The slow realisation of being the unwitting subject of a reality TV show is the subject of The Truman Show, a 1998 film starring Jim Carrey, in which the titular character’s life is constantly and secretly recorded for the viewing public’s entertainment. Everyone he interacts with - his wife, neighbours, best friend - are actors, while his whole world is a massive studio containing thousands of hidden cameras. Every element of his life, right down to the weather, is under the control of a group of sinister TV executives.
Truman starts noticing strange occurrences: a studio light falling from the sky or a radio frequency that comments on his movements.
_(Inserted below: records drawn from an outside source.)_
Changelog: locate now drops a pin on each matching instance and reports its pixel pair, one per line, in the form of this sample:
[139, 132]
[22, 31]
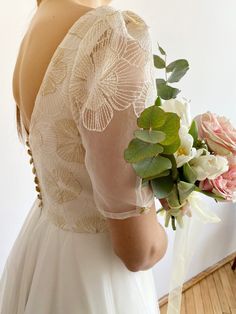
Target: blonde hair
[19, 124]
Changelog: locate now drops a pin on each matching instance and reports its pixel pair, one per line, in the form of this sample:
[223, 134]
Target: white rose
[209, 166]
[181, 108]
[186, 151]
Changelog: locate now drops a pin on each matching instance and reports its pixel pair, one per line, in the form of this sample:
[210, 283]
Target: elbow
[156, 253]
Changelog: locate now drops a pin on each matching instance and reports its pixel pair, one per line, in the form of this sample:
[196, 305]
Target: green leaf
[172, 148]
[162, 51]
[139, 150]
[178, 69]
[162, 186]
[152, 117]
[170, 128]
[150, 167]
[189, 173]
[194, 132]
[167, 219]
[185, 189]
[150, 136]
[160, 81]
[158, 101]
[167, 92]
[159, 62]
[175, 173]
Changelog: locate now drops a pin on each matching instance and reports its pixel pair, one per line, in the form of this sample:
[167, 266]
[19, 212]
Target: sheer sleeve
[111, 83]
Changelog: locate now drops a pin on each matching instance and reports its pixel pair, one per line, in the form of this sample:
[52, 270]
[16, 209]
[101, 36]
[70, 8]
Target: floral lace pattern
[106, 73]
[93, 72]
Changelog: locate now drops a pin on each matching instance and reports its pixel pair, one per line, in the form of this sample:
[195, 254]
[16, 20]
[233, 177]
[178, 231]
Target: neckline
[93, 10]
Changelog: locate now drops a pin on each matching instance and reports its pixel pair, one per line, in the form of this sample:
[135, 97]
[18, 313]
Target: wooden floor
[214, 294]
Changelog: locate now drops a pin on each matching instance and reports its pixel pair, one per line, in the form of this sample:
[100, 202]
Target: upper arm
[110, 85]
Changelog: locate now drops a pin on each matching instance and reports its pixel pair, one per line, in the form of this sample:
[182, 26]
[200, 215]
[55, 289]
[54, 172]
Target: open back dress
[99, 80]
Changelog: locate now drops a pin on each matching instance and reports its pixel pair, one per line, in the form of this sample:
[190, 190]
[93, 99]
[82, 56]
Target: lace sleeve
[111, 84]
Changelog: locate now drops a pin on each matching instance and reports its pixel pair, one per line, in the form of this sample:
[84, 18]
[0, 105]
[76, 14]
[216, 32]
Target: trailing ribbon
[184, 245]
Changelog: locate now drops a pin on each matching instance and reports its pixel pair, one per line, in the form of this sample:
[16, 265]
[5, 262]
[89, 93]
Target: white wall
[202, 32]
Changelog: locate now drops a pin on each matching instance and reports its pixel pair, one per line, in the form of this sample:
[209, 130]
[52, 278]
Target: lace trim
[90, 224]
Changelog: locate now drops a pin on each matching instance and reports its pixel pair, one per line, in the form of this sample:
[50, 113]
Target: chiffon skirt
[53, 271]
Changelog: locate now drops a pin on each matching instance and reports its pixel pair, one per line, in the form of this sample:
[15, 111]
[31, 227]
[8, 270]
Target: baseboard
[191, 282]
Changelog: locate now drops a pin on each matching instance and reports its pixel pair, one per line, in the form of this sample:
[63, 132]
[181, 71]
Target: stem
[165, 69]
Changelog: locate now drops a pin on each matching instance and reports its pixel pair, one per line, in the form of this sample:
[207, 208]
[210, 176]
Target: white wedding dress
[98, 81]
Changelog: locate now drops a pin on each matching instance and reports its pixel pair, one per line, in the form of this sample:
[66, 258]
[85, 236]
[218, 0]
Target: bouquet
[178, 156]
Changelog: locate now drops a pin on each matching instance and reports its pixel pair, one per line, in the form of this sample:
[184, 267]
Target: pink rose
[218, 133]
[225, 184]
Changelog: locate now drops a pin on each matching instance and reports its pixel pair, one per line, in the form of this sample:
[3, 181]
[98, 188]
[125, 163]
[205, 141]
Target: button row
[36, 180]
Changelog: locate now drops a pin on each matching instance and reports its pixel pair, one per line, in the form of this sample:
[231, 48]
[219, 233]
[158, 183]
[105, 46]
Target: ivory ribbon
[184, 245]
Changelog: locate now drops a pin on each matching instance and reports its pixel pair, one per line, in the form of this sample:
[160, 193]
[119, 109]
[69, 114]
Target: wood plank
[206, 297]
[221, 293]
[163, 309]
[227, 288]
[196, 279]
[232, 277]
[198, 299]
[189, 301]
[213, 295]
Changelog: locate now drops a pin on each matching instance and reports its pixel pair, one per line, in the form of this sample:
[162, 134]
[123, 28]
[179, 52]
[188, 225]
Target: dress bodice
[56, 150]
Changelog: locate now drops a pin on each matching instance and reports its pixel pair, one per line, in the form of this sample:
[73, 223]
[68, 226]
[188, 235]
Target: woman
[83, 75]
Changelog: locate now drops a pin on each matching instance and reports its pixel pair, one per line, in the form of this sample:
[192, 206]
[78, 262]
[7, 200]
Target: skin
[140, 242]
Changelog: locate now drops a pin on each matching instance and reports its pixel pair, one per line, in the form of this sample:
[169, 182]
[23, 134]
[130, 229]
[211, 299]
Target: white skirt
[53, 271]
There is a disturbing scene when he grabs his wife around the neck after hearing her talk to the audience and producers. Eventually he sails to the edge of the studio and iconically leaves the filmset through an exit door.
The feeling of being in a TV show, if fleeting and open to reason, doesn’t necessarily indicate a mental illness. I hope so anyway, as I have experienced it myself. In the context of a hospital environment, with bright artificial light and in the midst of sleep-deprivation, I interviewed a patient who had just been admitted to the ward. During our conversation, I began to suspect the patient was actually an actor, like the ones I had previously met in practical examinations. His answers to my questions seemed just too textbook. I wondered whether I was being watched or filmed. I felt like I should speak carefully and not make any mistakes.
Thankfully this feeling passed but it did make me think how unusual beliefs might form. At the more extreme end, when these beliefs become unshakeable, preoccupying, and impairing, we might classify them as delusions. Culture influences our interpretation of internal experiences and thus the expression of psychopathology.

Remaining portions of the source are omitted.